There will be many more choices, so choose your local recipe, or divide your dough and try a few combinations. You could even create your own new version of Wakes Cakes, specific to your house or family, bringing tradition bang up to date by adding chocolate chips.
On the walk route, in one of the last few fields before the lane into Tideswell, there’s currently a mixed crop growing. What looks like a type of pea, intersown with a grass crop, like wheat. These mixes, like the ones promoted by the ‘Wildfarmed’ system, reduce the need for artificial fertilisers as the pea plants fix nitrates into the soil, providing them naturally for the wheat. Progress keeps marching on. Our systems and lives constantly change. New ideas come to us all the time, to respond to new challenged, but they grow from the seeds of ideas, sown in the past. We’ve long known peas fix the nitrates we need. This is a new use for very old technology.
Like these crops, Wakes celebrations have had to change with the times, but it’s been growth and gradual change, developing alongside the villagers, with roots planted in history.
As you pass these crops, listen out for a real treat. The bubbling call of Curlews carries across these fields, a sound gone from so many others. A reminder of the prize to be claimed if we can find a way to balance preserving the ancient parts of the landscape with our modern needs and their technical solutions.
Even the ‘I heart Tidsa Wakes’ branding for Tideswell captures this idea. If you arrive in the village at this time of year it’s everywhere. It’s undeniably modern, advertising a living tradition with elements that’d make R Murray Gilchrist’s head spin, but it wouldn’t exist without its history. Echoes of the old Saint’s day vigil are still carried within it.
Tideswell Wakes is one that really holds on to its party atmosphere. So why not do this walk during Wakes Week, in the last week of June this year, particularly on the carnival weekend at the end.
Walk along Tideswell Dale, soaking in the calm and beauty, spending time in your own personal version of a reflective vigil. Then stumble through time into the raucous fun of a historically sanctioned street party. Don’t forget to pack your Wakes Cakes!
Keep scrolling for instructions to do the walk route yourself.
Upcoming guided walk
Just before we get to the route instructions, here’s a walk I’m leading, where I’ll be telling the folktales of the White Peak out in their original setting… the hills and dales.
If you want to dive deeper into our local myths and how they connect to the landscape, come along. It’s on the 28th June 2025, in partnership with the National Trust, and begins at their site at Ilam Park.

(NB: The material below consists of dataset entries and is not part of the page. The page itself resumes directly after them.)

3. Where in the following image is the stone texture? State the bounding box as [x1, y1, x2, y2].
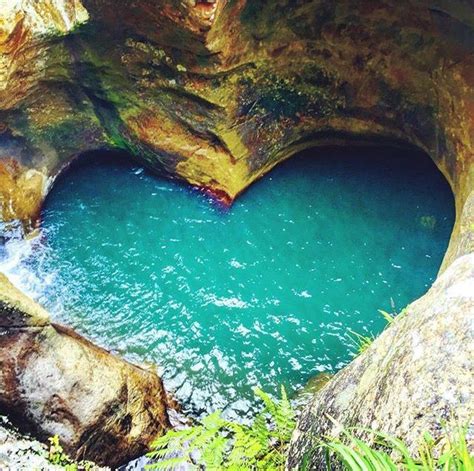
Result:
[0, 276, 170, 466]
[0, 416, 110, 471]
[287, 254, 474, 470]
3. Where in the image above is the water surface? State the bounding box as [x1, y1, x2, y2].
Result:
[0, 149, 454, 417]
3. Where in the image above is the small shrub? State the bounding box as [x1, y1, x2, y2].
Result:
[48, 435, 95, 471]
[320, 427, 474, 471]
[147, 387, 296, 471]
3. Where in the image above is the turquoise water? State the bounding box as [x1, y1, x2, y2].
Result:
[13, 149, 454, 416]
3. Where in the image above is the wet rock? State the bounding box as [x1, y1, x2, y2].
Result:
[0, 276, 170, 466]
[287, 254, 474, 470]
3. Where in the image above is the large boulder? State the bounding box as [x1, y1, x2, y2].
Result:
[0, 275, 170, 466]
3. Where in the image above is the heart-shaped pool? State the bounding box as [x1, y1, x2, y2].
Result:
[5, 149, 454, 416]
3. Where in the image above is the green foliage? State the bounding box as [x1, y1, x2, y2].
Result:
[347, 309, 405, 355]
[347, 329, 375, 355]
[147, 387, 296, 471]
[48, 435, 95, 471]
[320, 428, 474, 471]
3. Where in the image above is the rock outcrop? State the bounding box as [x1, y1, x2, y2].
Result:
[0, 0, 474, 466]
[0, 275, 169, 467]
[287, 254, 474, 470]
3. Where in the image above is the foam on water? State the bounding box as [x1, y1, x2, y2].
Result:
[0, 149, 454, 417]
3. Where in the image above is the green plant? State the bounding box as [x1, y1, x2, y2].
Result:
[147, 387, 296, 471]
[347, 329, 375, 355]
[320, 427, 474, 471]
[347, 309, 405, 355]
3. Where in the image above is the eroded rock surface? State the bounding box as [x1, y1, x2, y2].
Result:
[0, 275, 169, 466]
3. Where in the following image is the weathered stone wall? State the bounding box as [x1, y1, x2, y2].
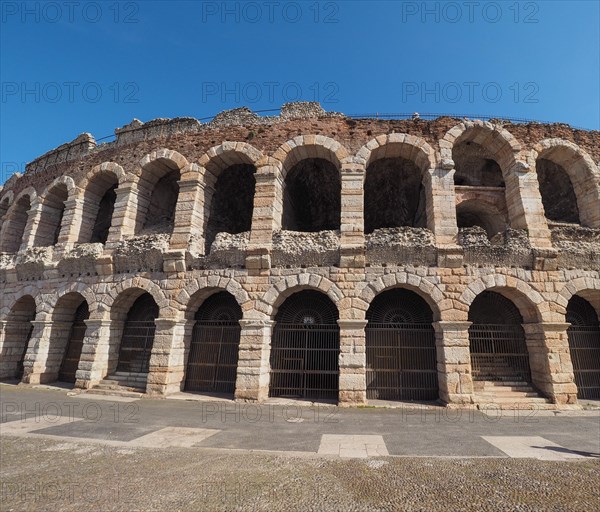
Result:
[0, 104, 600, 403]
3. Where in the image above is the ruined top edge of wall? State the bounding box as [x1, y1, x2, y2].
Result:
[21, 101, 344, 178]
[17, 101, 596, 182]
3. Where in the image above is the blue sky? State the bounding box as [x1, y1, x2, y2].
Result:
[0, 0, 600, 183]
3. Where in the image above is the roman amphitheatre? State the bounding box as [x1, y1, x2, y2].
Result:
[0, 103, 600, 408]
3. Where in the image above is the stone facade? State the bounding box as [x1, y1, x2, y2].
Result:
[0, 104, 600, 404]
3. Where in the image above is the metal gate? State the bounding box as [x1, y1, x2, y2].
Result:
[469, 291, 531, 382]
[365, 289, 439, 400]
[58, 302, 90, 382]
[269, 290, 340, 400]
[366, 324, 439, 400]
[117, 293, 158, 373]
[185, 292, 242, 394]
[117, 321, 156, 373]
[15, 322, 33, 380]
[469, 324, 531, 382]
[567, 295, 600, 400]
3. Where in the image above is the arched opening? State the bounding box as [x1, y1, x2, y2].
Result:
[205, 164, 256, 254]
[135, 159, 181, 235]
[282, 158, 342, 232]
[0, 295, 36, 380]
[364, 158, 427, 234]
[184, 292, 242, 395]
[269, 290, 340, 400]
[0, 195, 31, 252]
[456, 200, 507, 239]
[34, 183, 69, 247]
[452, 141, 504, 187]
[0, 197, 10, 233]
[78, 172, 119, 244]
[116, 293, 159, 374]
[366, 289, 439, 400]
[42, 292, 89, 382]
[469, 291, 531, 383]
[567, 295, 600, 400]
[535, 158, 580, 224]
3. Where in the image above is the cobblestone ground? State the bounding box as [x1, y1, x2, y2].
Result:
[0, 437, 600, 512]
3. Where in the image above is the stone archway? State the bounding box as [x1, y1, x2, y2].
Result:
[269, 290, 340, 401]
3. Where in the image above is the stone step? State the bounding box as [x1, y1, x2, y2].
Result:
[92, 382, 146, 393]
[112, 372, 148, 379]
[477, 402, 558, 411]
[477, 390, 540, 400]
[85, 387, 144, 398]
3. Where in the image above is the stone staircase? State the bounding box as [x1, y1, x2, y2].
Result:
[86, 372, 148, 398]
[473, 380, 556, 410]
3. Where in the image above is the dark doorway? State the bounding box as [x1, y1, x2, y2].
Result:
[567, 295, 600, 400]
[117, 293, 158, 373]
[185, 292, 242, 395]
[469, 291, 531, 383]
[269, 290, 340, 400]
[58, 301, 90, 382]
[366, 289, 439, 400]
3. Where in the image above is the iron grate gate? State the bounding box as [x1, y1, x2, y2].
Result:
[185, 321, 241, 394]
[15, 322, 33, 380]
[269, 323, 340, 400]
[567, 325, 600, 400]
[58, 302, 90, 382]
[366, 322, 439, 400]
[117, 320, 156, 373]
[58, 322, 87, 382]
[469, 324, 531, 382]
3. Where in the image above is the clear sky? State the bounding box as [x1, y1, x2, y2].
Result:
[0, 0, 600, 183]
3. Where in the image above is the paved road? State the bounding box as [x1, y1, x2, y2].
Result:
[0, 384, 600, 460]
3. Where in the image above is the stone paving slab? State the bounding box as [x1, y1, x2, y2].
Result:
[318, 434, 389, 459]
[131, 427, 219, 448]
[482, 436, 585, 460]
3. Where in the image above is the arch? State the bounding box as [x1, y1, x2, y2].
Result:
[175, 276, 250, 320]
[356, 133, 437, 173]
[0, 187, 38, 252]
[272, 135, 350, 182]
[531, 138, 600, 228]
[458, 274, 550, 324]
[270, 135, 350, 232]
[77, 162, 126, 243]
[566, 295, 600, 400]
[33, 176, 77, 247]
[105, 277, 173, 320]
[198, 141, 264, 176]
[357, 133, 436, 234]
[269, 290, 340, 401]
[184, 291, 242, 396]
[79, 162, 126, 191]
[135, 148, 189, 235]
[469, 290, 532, 385]
[439, 120, 522, 175]
[0, 294, 37, 380]
[456, 199, 507, 238]
[555, 277, 600, 321]
[360, 272, 442, 322]
[255, 273, 344, 318]
[45, 283, 98, 312]
[199, 142, 263, 254]
[365, 288, 439, 400]
[38, 291, 89, 383]
[108, 288, 160, 375]
[0, 190, 14, 231]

Tickets are £6 and include parking. Every penny of your money goes back to the National Trust to help conserve the landscape and nature in the White Peak.
This event sold out last year and (at the time of sending) there are only 12 tickets left this time. It starts at 10am, so it’ll be finished with plenty of time to get to Tidza for a pint of Derby Ale!
Walking route
You can find a map and download gps information to follow here.
Length: 5.6 miles
Duration: 2-3 hours, not including time to explore the village, or enjoy the Wakes festivities if that’s the weekend you choose to visit.
Starting point: Tideswell Dale car park (Postcode: SK17 8SN)
Accessibility: Mostly on wide, well-kept paths. A small number of stiles, some short uneven sections, and one long stretch of uphill.
Instructions
Begin the walk by heading down the wide path next to the toilet block and ticket machine at the bottom of the car park, into Tideswell Dale. Continue along this path, keeping straight on along the lower path, through a wide wooden gate beneath a large beech tree. After this the path reaches a fork with a sculpture of a water vole, but you can take either fork as the paths rejoin in a few hundred metres. If you take the right hand path, you can see the evidence of quarrying in the drill marks in the cliffs at the sides of Tideswell Dale, then after they rejoin, the caves and soughs opening up in the rock.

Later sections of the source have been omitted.